Kernel-based methods, such as support vector regression (SVRJ, have demonstrated satisfactory performance in short-term load forecasting (STLF) application. However, the good performance of kernel-based method depends on the selection of an appropriate kernel function that fits the learning target, unsuitable kernel function or hyper-parameters setting may lead to significantly poor performance. To get the optimal kernel function of STLF problem, this paper proposes a kernel-based SVR combination model by using a novel individual model selection algorithm. Moreover, the proposed combination model provides a new way to kernel function selection of SVR model. The performance and electric load forecast accuracy of the proposed model are assessed by means of real data from the Australia and California Power Grid, respectively. The simulation results from numerical tables and figures show that the proposed combination model increases electric load forecasting accuracy compared to the best individual kernel-based SVR model.

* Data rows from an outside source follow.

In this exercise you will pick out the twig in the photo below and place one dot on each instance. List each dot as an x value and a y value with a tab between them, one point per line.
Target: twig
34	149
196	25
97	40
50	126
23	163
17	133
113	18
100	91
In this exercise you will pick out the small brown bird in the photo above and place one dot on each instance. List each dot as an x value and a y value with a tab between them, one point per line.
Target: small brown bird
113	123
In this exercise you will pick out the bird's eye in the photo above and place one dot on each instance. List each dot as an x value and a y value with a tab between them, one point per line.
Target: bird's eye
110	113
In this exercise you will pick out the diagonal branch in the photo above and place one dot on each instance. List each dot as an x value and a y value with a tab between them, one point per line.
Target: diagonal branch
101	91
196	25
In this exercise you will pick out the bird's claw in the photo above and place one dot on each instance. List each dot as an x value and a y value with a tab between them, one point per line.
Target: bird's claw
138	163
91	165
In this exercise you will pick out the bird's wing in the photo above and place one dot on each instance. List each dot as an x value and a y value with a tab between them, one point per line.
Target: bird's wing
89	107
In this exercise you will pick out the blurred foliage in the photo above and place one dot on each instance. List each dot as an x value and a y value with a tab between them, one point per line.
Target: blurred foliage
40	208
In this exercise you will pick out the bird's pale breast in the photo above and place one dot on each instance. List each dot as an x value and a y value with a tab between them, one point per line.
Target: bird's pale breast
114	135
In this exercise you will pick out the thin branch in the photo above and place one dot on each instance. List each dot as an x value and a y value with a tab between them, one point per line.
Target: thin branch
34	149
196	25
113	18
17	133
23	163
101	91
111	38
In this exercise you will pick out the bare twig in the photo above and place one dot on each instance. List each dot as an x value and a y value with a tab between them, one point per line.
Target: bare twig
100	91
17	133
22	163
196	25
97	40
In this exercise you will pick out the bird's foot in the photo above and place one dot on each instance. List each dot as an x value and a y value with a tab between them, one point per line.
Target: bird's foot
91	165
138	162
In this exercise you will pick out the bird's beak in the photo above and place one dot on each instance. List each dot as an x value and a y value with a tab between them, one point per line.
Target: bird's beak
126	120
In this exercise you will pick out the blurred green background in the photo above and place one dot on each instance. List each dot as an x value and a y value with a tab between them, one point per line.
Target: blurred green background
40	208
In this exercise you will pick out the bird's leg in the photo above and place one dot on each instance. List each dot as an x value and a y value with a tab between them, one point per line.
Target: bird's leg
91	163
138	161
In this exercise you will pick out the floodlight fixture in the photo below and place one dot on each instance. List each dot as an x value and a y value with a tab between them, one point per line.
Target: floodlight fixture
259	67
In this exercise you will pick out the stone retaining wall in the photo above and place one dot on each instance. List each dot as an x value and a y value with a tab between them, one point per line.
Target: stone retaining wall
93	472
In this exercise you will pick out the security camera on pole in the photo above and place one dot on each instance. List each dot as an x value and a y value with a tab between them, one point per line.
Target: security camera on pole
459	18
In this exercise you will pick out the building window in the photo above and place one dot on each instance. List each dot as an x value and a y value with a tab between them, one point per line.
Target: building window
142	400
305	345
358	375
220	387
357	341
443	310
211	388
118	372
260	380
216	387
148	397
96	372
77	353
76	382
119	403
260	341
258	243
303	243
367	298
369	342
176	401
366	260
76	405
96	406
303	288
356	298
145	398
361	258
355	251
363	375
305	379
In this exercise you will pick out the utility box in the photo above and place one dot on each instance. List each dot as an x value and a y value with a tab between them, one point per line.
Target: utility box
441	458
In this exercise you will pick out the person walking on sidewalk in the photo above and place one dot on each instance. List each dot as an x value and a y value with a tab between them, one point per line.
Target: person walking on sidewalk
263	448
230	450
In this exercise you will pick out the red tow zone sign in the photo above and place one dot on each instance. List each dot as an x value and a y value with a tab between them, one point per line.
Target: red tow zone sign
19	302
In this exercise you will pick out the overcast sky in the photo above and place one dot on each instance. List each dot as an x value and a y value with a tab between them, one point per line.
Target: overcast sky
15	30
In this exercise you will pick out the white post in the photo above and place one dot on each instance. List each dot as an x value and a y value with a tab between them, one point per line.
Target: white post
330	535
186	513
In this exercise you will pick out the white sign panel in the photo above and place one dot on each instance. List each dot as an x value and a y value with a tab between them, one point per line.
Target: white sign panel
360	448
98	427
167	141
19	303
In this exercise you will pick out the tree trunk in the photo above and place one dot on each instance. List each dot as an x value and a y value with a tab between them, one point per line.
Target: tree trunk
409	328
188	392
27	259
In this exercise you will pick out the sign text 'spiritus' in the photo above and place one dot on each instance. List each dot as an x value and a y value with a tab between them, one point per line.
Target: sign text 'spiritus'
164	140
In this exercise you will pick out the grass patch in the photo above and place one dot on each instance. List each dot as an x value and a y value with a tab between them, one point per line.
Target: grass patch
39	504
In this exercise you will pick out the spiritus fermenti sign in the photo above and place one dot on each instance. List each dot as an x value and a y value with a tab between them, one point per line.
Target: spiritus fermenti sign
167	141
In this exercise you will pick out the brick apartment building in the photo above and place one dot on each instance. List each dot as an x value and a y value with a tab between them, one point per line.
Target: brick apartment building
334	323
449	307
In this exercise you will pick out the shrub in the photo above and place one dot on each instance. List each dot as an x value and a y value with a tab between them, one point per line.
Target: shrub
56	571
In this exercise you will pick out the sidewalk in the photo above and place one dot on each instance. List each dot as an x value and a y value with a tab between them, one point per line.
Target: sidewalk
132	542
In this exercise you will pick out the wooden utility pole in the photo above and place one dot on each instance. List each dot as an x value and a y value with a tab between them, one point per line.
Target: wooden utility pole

机译:支持向量回归(SVRJ)等基于内核的方法在短期负荷预测(STLF)应用中表现出令人满意的性能,但是,基于内核的方法的良好性能取决于选择适合该算法的适当内核函数。学习目标,不合适的核函数或超参数设置可能会导致性能显着下降;为了获得STLF问题的最佳核函数,本文提出了一种基于核的SVR组合模型,该模型采用了新颖的个体模型选择算法。提出的组合模型为SVR模型的核函数选择提供了一种新方法,分别通过澳大利亚和加利福尼亚电网的真实数据评估了模型的性能和电力负荷预测的准确性,并通过数值表和模拟结果进行了仿真。数字显示,与最佳i相比,所提出的组合模型提高了电力负荷预测的准确性基于单个内核的SVR模型。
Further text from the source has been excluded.